The world is currently in the grip of a panicked fever. But fevers break, and so will this. In the meantime, many believers are concerned about having a good testimony. They want to be seen doing what everybody around them thinks is the right thing.
But, as someone put it recently, a good testimony is not something you have during the crisis. It’s something you have after the panic has passed1.
This panic will pass and when it passes and we look back over our shoulder, it will not be a good testimony to have participated in – or fuelled, the panic. Those who through fear or for the applause of men go along with this train wreck will find that their testimony has been compromised and discredited when the madness dies down.
It will not be a good testimony to have rebuked a son because he hugged his dying mother.
It will not be a good testimony to have silently approved of ripping a newborn baby from his mother’s arms for days on end because, even though she lives in a town with zero cases, she comes from the wrong side of the border.
It will not be a good testimony to have berated two kids who stood too closely at a bus stop.
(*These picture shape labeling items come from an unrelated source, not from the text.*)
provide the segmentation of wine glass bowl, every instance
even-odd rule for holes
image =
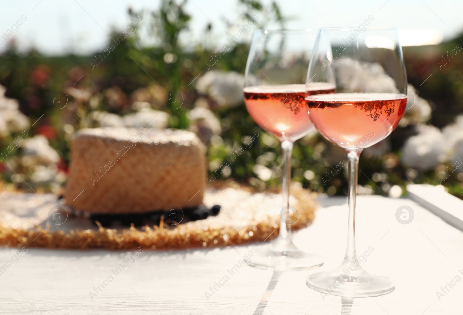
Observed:
[[[307,95],[308,114],[319,132],[346,150],[349,159],[347,248],[341,266],[307,278],[326,294],[373,297],[394,291],[389,279],[365,271],[355,248],[358,160],[363,148],[397,127],[407,105],[407,74],[394,28],[327,28],[319,30],[307,81],[335,85],[332,93]]]
[[[280,140],[283,155],[279,234],[253,257],[249,265],[254,267],[284,271],[323,264],[319,255],[303,252],[293,244],[289,221],[293,143],[313,130],[304,97],[334,91],[331,83],[305,85],[315,36],[311,30],[259,30],[248,56],[243,89],[246,109],[257,125]]]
It will not be a good testimony to have called the cops on your neighbour because you counted 7 heads instead of 5 standing in the driveway.
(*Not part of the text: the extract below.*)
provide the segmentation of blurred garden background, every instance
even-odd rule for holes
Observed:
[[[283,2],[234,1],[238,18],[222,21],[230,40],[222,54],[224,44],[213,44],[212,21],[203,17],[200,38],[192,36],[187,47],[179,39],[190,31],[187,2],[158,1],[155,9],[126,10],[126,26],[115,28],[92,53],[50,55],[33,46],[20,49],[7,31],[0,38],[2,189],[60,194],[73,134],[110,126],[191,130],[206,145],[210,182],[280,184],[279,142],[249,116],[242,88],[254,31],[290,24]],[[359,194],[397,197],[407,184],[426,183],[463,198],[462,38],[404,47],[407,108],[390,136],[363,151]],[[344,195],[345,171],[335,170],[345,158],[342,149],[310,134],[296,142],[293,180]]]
It will not be a good testimony to have worn a mask in a shopping centre on the basis of love for neighbour while simultaneously screeching at a mother and her 5-year-old son and wishing them harm because they are not.
And it will not be a good testimony, having been set free from the fear of death, to be enslaved or to have enslaved others to that fear once more (Hebrews 2:15).
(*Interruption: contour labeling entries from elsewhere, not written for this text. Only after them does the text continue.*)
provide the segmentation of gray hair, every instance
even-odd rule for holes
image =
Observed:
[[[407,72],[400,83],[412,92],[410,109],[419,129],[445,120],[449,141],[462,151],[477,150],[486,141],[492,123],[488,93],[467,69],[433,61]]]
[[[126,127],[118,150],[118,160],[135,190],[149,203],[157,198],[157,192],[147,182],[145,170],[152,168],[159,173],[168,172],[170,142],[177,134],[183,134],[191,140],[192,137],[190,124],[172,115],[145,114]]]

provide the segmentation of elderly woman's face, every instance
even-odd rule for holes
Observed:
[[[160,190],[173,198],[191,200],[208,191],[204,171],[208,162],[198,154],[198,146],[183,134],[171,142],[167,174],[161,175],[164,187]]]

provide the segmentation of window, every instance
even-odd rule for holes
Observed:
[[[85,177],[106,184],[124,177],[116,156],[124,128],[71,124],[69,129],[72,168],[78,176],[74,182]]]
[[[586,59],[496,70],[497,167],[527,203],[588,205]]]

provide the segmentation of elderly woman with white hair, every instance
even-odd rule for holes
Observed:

Yes, the virus is a real thing. But so is the madness. And both are sent from God.
I will send a faintness into their hearts in the lands of their enemies, and the sound of a shaken leaf shall chase them; and they shall flee, as fleeing from a sword; and they shall fall when none pursues. (Leviticus 26:36)
The world is currently in the grip of a thriller and they want you to stay on the page. It is a story grounded in fear. Fear of the invisible, fear of neighbour, and the fear of punishment for those who do not sufficiently behave according to that fear.
But we are not called to adorn our faces with fear, but with the gospel.
And we all, with unveiled face, beholding the glory of the Lord, are being transformed into the same image from one degree of glory to another. (2 Corinthians 3:18)
God is currently sculpting the faces of those who look to Him. That is our testimony.
What will that testimony look like?
It will look like refusing to bind somebody else’s conscience. It will look like holding fast to the narrative of scripture which brings liberty of conscience and rejecting the narrative of the world which brings only slavery.
It will look like faith in God, not the fear of man. It will look like strengthening the weak – not terrifying them.
It will look like truth, patience, and much grace toward those trapped by superstition. It will be the kind of love that endures the scorn of others with a glad heart when they accuse us of going off-script.
And it will look like trembling, not in the face of a virus, but before the face of a Holy God who brought this dread upon us so that we would repent of our idolatry (Jeremiah 18:8, Luke 13:5).
1Blog and Mablog, August 17th, 2020
Ralph Waters says
It seems that judgement is the new ‘F’ word. Thanks David for a timely reminder that judgement is a part of God’s plan for unrepentant humanity.
David Trounce says
Thanks Ralph. Yes, nothing irritates the self-enslaved like that old ‘F’ word. Freedom.